Reputation: 771
I am tackling a problem in class to design a mySQL representation of a web that stores a list of events associated with a person. So, for this table/tables, it would have 2 columns, one of which is the person's name and the other is the event. However, a person will generally have anywhere from 30-1000 events, so this table, which we plan to have for our entire undergraduate class of 6000 students, will have millions of entries. Is there a better way to store this in mySQL that will take less space, but will still be able to retrieve individual events and the list of people that attended it just as easily as if it was a table of two columns?
Upvotes: 0
Views: 58
Reputation: 18290
Yes, there is a technique called many-to-many, and essentially breaks your one table into three, which is critical when you consider that there are indeed exactly three entities being modeled (as a good sanity check)
You model this as three tables, with the first two having essentially two columns each: one with a unique index (called "primary key"), and the second being a semantic name (person name, event name). Note that you can also add any number of columns to these with only one factor of increased storage (most likely your first move will be to add a date column to the event table).
The third table is the interesting one, it contains only 2 columns, each numeric, both of which are references to the other tables (each row is simply: (person_id, event_id)). We term these "foreign keys".
This structure means a few things:
This structure is called many-to-many because each person may attend many events, and each event may have many attendees.
The quintessential feature of the design is that no single piece of domain knowledge is repeated, only "keys" are repeated as necessary to model the real-world domain. (i.e. in your first example, accounting for a name change would require an unknown quantity of updates, and might lead to data anomalies, avoidance of which is a primary concern of database normalization.
Upvotes: 3
Reputation: 211580
Don't worry about "space". This isn't the 1970s and we're not going to run out of columns on punch cards to store data. You should be concerned with expressing your requirements in the proper, most normalized data structure. With proper indexing there shouldn't be a problem, not with this volume of data.
Remember indexes need to be defined on anything you will include as part of a WHERE
clause, and sometimes you may need to add additional indexes for large lists fetched with ORDER BY
and LIMIT
.
Whenever possible or practical use an integer identifier instead of a string. These are stored as a small number of bytes, typically 4, compared with a variable length string which is typically at least the length of the string in bytes plus 1.
A properly normalized database will use numerical identifiers for things anyway, so this kind if thing isn't a huge concern. The only time you go against this, or deliberately de-normalize your data, is when you have a legitimate performance problem that cannot be easily solved using some other method.

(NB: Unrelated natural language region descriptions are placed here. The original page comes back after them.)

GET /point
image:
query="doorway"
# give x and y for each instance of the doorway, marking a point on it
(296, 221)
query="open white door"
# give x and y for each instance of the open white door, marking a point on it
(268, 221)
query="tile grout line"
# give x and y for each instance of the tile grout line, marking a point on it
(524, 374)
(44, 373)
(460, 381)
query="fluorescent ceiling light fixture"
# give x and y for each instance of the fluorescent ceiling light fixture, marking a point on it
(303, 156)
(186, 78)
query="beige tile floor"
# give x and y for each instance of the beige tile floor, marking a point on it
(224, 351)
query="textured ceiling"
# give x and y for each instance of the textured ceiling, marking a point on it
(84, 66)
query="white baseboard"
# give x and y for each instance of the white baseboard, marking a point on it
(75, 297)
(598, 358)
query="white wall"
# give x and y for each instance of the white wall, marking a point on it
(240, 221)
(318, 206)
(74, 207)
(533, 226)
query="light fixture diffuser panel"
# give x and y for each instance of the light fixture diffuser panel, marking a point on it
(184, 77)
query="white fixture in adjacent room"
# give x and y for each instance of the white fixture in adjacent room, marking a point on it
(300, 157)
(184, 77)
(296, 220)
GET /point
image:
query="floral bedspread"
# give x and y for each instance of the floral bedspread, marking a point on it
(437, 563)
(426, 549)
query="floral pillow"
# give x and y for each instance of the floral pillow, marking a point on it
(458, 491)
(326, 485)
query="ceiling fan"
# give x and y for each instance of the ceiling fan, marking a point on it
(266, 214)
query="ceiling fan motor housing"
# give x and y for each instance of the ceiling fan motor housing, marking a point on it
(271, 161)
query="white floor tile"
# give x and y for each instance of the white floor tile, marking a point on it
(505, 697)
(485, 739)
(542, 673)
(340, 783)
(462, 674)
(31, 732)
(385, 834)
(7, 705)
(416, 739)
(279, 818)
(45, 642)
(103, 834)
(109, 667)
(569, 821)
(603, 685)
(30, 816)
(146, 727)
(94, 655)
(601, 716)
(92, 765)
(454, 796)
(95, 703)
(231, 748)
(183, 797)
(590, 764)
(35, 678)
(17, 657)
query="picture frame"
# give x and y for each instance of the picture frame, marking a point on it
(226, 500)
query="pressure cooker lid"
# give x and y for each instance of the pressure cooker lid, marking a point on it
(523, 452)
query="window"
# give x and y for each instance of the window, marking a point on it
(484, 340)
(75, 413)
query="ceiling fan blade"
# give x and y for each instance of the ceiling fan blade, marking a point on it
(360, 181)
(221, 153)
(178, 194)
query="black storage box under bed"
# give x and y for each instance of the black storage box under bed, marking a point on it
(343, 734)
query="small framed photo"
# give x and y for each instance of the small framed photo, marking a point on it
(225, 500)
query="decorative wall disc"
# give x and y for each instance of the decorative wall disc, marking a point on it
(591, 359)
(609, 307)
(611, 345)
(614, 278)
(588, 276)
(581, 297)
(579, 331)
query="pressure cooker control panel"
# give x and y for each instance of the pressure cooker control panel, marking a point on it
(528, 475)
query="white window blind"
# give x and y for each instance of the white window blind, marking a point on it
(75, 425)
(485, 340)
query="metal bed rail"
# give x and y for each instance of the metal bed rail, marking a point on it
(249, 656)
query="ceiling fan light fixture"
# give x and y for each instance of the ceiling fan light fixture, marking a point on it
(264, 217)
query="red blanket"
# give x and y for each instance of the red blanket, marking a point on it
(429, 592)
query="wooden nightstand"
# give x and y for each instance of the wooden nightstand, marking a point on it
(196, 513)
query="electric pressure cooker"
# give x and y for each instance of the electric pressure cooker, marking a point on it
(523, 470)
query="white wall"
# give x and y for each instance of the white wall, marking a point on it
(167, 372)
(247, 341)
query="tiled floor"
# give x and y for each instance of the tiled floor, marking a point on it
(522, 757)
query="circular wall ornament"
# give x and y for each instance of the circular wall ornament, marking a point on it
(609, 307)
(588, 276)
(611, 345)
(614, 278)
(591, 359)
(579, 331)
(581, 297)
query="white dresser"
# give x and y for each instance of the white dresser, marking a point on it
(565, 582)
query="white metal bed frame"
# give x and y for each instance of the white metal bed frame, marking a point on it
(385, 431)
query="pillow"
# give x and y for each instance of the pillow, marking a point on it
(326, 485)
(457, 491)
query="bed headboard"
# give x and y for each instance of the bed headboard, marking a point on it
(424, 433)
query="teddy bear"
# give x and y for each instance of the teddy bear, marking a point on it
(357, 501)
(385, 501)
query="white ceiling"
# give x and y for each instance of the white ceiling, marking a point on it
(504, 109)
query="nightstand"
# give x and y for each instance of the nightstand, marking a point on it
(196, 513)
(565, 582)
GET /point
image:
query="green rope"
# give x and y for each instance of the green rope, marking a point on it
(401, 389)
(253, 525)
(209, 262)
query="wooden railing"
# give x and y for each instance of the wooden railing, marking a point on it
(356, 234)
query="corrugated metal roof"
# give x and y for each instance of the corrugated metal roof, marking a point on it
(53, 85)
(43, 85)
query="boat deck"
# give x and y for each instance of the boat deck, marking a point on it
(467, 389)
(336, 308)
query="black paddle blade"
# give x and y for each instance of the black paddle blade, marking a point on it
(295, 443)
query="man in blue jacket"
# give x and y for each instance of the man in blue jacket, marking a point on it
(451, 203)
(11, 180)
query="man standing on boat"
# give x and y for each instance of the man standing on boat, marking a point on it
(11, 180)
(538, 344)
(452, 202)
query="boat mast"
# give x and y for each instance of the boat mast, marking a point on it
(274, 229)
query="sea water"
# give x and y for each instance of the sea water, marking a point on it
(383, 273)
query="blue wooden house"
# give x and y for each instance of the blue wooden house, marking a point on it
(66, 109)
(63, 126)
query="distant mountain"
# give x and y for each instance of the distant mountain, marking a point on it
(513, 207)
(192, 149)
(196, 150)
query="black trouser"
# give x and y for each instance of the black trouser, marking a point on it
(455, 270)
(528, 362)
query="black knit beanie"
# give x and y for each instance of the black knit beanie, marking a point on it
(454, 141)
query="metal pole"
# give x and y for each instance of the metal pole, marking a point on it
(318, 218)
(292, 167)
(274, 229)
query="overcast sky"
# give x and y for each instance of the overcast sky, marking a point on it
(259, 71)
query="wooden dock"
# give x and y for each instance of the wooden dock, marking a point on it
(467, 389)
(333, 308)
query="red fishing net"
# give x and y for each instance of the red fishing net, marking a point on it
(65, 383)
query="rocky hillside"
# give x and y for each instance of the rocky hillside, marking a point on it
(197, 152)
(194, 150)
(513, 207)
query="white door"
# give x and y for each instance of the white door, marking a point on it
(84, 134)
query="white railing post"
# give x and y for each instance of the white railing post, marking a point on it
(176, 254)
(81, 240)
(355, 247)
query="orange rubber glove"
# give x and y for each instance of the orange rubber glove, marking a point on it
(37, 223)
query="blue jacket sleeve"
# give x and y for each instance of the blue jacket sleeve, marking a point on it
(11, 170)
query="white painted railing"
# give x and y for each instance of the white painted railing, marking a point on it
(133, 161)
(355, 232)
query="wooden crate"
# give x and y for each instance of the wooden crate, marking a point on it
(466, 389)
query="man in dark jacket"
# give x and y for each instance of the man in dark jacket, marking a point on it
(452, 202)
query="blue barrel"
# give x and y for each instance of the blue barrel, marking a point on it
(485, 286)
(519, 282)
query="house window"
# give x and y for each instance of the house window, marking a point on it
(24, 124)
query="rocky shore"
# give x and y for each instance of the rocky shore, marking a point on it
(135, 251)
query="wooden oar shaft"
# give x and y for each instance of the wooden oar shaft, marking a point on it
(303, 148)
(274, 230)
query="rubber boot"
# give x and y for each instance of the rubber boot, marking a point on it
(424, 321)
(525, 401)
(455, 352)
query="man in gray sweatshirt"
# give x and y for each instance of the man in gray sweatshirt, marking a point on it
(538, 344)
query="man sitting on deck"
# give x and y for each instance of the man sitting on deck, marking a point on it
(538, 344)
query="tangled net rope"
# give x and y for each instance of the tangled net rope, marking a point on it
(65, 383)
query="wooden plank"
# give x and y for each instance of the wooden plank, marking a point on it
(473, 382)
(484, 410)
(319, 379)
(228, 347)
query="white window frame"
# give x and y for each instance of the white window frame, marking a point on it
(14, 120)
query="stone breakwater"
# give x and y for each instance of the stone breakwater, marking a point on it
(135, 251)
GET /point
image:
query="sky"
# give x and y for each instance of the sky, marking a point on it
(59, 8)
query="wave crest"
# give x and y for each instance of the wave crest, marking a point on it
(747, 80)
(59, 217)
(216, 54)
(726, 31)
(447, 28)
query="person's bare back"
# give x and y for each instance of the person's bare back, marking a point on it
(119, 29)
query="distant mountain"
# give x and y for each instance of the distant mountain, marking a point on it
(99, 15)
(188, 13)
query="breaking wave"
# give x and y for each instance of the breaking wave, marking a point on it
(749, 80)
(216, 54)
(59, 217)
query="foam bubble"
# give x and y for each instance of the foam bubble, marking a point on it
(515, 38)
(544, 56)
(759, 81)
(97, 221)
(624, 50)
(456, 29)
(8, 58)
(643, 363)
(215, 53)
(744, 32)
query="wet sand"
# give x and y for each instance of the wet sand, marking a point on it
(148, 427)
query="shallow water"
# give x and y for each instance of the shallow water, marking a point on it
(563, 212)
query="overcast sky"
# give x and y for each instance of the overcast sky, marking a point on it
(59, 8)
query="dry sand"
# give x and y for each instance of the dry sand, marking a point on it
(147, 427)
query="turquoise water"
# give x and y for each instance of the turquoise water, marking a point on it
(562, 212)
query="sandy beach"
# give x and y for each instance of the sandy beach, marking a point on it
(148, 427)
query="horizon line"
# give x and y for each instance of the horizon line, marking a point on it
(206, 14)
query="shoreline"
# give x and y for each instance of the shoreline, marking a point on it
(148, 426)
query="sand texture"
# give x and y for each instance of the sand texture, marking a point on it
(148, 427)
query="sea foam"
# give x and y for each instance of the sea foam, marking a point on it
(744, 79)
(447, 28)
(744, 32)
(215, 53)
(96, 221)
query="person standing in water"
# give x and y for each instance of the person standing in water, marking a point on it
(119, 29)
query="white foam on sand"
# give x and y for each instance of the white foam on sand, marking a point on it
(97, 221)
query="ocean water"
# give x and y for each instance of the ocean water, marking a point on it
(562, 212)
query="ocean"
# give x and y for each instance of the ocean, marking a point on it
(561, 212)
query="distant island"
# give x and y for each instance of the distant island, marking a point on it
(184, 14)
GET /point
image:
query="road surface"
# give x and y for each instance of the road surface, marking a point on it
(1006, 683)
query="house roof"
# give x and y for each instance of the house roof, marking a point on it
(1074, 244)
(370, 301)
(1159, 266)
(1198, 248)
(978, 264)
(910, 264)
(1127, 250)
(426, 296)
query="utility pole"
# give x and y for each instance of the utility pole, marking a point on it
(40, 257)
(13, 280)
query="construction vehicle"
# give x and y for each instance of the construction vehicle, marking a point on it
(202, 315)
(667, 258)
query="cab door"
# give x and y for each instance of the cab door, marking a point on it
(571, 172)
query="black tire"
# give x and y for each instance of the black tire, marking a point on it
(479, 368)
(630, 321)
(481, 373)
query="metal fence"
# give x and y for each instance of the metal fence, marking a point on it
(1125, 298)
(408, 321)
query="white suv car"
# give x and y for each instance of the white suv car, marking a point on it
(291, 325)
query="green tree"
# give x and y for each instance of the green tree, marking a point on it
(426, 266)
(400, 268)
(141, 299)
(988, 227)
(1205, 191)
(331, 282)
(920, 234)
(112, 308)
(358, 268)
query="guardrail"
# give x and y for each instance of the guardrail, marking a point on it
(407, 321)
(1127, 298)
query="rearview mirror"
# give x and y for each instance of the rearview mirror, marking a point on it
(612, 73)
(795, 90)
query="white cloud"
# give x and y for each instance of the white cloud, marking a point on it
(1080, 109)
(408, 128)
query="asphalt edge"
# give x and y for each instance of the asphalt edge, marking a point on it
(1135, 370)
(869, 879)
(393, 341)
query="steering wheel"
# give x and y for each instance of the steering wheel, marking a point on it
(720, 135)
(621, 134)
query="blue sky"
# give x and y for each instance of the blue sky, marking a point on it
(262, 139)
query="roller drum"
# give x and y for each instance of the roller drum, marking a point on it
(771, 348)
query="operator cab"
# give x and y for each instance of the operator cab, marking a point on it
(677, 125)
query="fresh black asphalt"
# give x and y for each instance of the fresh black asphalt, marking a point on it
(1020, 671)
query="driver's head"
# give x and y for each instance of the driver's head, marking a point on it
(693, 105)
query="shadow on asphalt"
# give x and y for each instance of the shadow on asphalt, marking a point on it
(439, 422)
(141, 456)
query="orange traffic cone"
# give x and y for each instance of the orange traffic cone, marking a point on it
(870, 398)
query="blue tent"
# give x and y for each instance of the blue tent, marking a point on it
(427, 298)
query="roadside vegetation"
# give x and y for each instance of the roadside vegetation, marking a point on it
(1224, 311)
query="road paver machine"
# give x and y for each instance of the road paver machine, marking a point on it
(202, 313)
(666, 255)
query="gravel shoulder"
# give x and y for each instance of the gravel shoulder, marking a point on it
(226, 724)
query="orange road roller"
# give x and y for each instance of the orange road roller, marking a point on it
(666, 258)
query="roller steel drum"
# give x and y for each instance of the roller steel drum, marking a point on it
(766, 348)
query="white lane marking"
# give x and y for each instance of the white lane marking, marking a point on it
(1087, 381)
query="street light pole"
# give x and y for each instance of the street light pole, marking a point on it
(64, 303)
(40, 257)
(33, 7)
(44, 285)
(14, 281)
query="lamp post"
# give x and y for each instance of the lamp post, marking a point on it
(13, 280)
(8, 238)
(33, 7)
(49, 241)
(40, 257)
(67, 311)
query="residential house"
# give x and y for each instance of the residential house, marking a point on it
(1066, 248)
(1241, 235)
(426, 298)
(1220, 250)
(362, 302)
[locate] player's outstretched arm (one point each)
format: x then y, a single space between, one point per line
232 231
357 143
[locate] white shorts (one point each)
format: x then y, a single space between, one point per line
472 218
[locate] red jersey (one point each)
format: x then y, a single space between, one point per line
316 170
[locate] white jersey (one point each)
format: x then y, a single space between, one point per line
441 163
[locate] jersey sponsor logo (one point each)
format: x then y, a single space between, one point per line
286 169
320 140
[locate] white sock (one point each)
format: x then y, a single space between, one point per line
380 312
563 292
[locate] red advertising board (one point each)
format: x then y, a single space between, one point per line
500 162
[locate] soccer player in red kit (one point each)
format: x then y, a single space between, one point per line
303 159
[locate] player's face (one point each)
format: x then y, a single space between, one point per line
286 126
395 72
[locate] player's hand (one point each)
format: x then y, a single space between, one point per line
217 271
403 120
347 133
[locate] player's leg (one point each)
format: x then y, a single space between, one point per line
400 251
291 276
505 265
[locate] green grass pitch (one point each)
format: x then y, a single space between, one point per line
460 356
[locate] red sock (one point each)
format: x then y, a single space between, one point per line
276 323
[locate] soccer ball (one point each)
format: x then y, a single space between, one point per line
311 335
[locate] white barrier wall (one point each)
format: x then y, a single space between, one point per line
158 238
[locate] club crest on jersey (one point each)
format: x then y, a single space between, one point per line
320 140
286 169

As always, test your schema by generating large amounts of dummy data and see how it performs. Since you have a good idea of the requirements in advance, do some testing at those levels, and then, to be on the safe side, try 2x, 5x and 10x the data to see how much flexibility your design has. It's okay to have performance limitations so long as you know at what kind of scale you'll experience them.
Upvotes: 1
Reputation: 8200
mySQL relational databases were designed specifically to handle this sort of problem. Handling millions of entries is not a problem. Complex queries may take a couple seconds but will perform remarkably well.
It is best design to store 1 event per row. The way you are going about it sounds like the best way. Good Luck.